Robert Rodriguez' El Mariachi

und »Desperado« verbieten? Angesichts aktueller Ereignisse verblüfft der Fernsehratgeber (er ist wieder da!) mit einer prägnanten Schlussfolgerung.




Quelle: http://Kutter.dev.antville.org/

Irene  |  14. Juli 2002 20:18:23 MESZ

(Das sagte er schon mal.)

Ich habe manchmal den Eindruck, daß über all dem regelmäßigen Spott über eventuelle Zensurforderungen und die ständige Beteuerung, gewaltverherrlichende Spiele führten in keinem Fall zu realer Gewalt, die Frage nach den Ursachen für extreme Gewalt untergeht. Will überhaupt jemand wissen, was in den Familien der jeweiligen Täter los war, in der Kindheit und in der Gegenwart? Will jemand wissen, warum die Täter fast immer Männer sind, und was das eventuell mit dem "normalen" Bild von Männlichkeit (Stärke, Dominanz, Kontrolle...) in unserer Gesellschaft zu tun haben könnte? Will jemand wirklich wissen, ob manche Tötungsspiele nicht vielleicht doch gewisse nachteilige Veränderungen bei den Spielern bewirken (oder umgekehrt ein Symptom dafür sind), auch wenn sie wohl kein unmittelbares Trainingsprogramm für Attentäter sind? Welcher Zusammenhang besteht z.B. zur Fähigkeit zu Empathie?

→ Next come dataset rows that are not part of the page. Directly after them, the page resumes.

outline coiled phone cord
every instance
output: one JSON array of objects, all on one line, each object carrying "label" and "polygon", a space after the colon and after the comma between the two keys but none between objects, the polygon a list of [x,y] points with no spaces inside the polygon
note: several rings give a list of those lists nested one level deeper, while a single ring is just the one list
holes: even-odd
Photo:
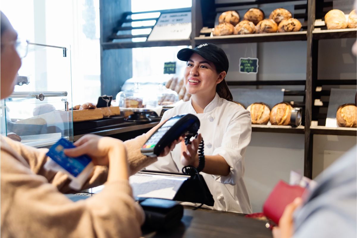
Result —
[{"label": "coiled phone cord", "polygon": [[[193,136],[194,136],[195,138],[197,138],[198,133],[196,132],[195,133],[189,133],[186,135],[185,137],[185,144],[186,146],[189,144],[191,143],[191,142],[190,140]],[[201,143],[198,145],[198,166],[197,168],[196,168],[192,165],[188,165],[185,166],[182,168],[182,172],[183,173],[189,174],[191,177],[197,176],[198,178],[198,181],[201,186],[201,188],[202,189],[202,193],[203,195],[203,202],[201,203],[198,207],[196,207],[193,208],[194,210],[196,210],[199,208],[205,202],[207,201],[207,197],[206,196],[206,191],[205,190],[205,187],[203,183],[201,181],[200,178],[200,172],[203,170],[205,168],[205,153],[203,151],[205,147],[205,142],[203,141],[203,138],[201,141]]]}]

Im Internet entdecke ich da meist nur zwei Pole: die alles-sofort-verbieten-Konservativen und die garantiert-alles-hamlos-Männer, die sich gegenseitig beschuldigen. Dazwischen meist gähnende Leere. Dinge zu hinterfragen und dabei in mehrere Richtungen zu denken, und es auszuhalten, daß man dabei keine schnelle und griffige Erklärung findet, ist wohl einfach zu mühsam und macht nichts her....


 
fernsehratgeber  |  14. Juli 2002 21:45:53 MESZ

die lösung:

einfach "desperado" verbieten und statt dessen die urversion "el mariachi" gucken. bringt zwar keine lösung, widerspricht auch meiner freiheitsliebenden grundhaltung und bietet keine lösung in der gewalt-debatte - eröffnet aber ein neues streit-terrain, über das sich ebenso effektivlos debattieren lässt (wie verhält sich die ästhetik der cover-version mit der des originals).
also: solange sich keine lösung finden lässt, gebe ich mich vorerst damit zufrieden, die monokausalen argumentier-krieger zu entwaffnen. macht auch spaß.

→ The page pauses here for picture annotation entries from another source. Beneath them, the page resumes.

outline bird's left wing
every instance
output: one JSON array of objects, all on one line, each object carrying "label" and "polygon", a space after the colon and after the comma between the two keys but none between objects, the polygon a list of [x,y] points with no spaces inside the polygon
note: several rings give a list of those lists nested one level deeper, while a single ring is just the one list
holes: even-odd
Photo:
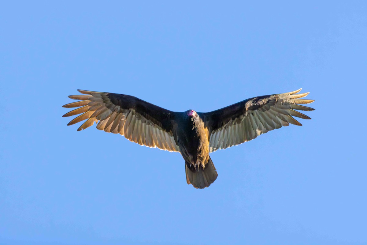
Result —
[{"label": "bird's left wing", "polygon": [[289,123],[302,126],[293,116],[311,118],[295,110],[315,109],[298,104],[314,101],[301,99],[309,93],[297,94],[301,89],[252,98],[217,111],[199,113],[211,132],[209,152],[239,144]]},{"label": "bird's left wing", "polygon": [[140,145],[179,152],[172,131],[174,112],[129,95],[78,91],[83,94],[70,95],[69,97],[80,101],[63,107],[79,108],[63,116],[83,114],[72,120],[68,125],[86,120],[78,129],[80,131],[98,122],[98,129],[119,133]]}]

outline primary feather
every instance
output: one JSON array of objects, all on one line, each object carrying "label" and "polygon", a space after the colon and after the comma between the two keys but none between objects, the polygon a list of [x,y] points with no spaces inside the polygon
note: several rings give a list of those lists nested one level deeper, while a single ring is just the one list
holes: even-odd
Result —
[{"label": "primary feather", "polygon": [[305,105],[302,89],[259,96],[210,112],[189,110],[173,112],[125,94],[79,90],[71,95],[80,101],[63,106],[78,107],[65,114],[80,115],[68,125],[86,120],[78,129],[97,123],[97,129],[120,134],[140,145],[179,152],[185,160],[186,181],[196,188],[209,186],[218,174],[210,152],[255,138],[290,123],[302,126],[293,117],[311,118],[298,111],[315,109]]}]

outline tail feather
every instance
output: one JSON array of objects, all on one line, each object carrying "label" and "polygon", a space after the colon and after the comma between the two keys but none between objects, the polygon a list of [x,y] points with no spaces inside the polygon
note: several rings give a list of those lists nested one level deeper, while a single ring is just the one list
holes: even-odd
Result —
[{"label": "tail feather", "polygon": [[185,164],[186,168],[186,181],[189,184],[192,184],[195,188],[203,189],[210,185],[217,179],[218,174],[210,156],[209,161],[205,165],[205,168],[201,168],[199,165],[199,170],[197,171],[187,163]]}]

Quelle: http://Kutter.dev.antville.org/

kutter  |  14. Juli 2002 22:30:14 MESZ

Die Nebenwirkungen der Freiheit

Ja, es ist in der Tat mühsam, und ich räume gerne ein: mir ist es auch zu mühsam. Ich bin weder kompetent noch zuständig dafür, Gewaltursachenforschung zu betreiben. Das sind nicht meine Fanggründe.

Die reflexhaft erhobenen Verbotsforderungen halte ich aber für sehr bedenklich. Ich finde, Daniel hat das schön karikiert, und ich finde, er trifft damit einen wichtigen Punkt. Auch wenn es keine originelle, sondern eine mittlerweile ziemlich abgeschabte Auffassung ist, so abgeschabt wie mein altes Cord-Sakko: Verbote ändern wirklich nichts. Und fehlende Verbote - gleich ob nun von Büchern, Filmen, Spielen - sind für sich noch kein Auslöser für Gewalt, jedenfalls kein alleiniger oder entscheidender, noch sind sie eine Rechtfertigung. (Ich habe hier ja vor kurzem über "Fahrenheit 451" geschrieben, und vielleicht lesen wir uns noch einmal den Vortrag durch, den Montag von seinem Feuerwehrhauptmann gehalten bekommt. Da erkennt man manches wieder.)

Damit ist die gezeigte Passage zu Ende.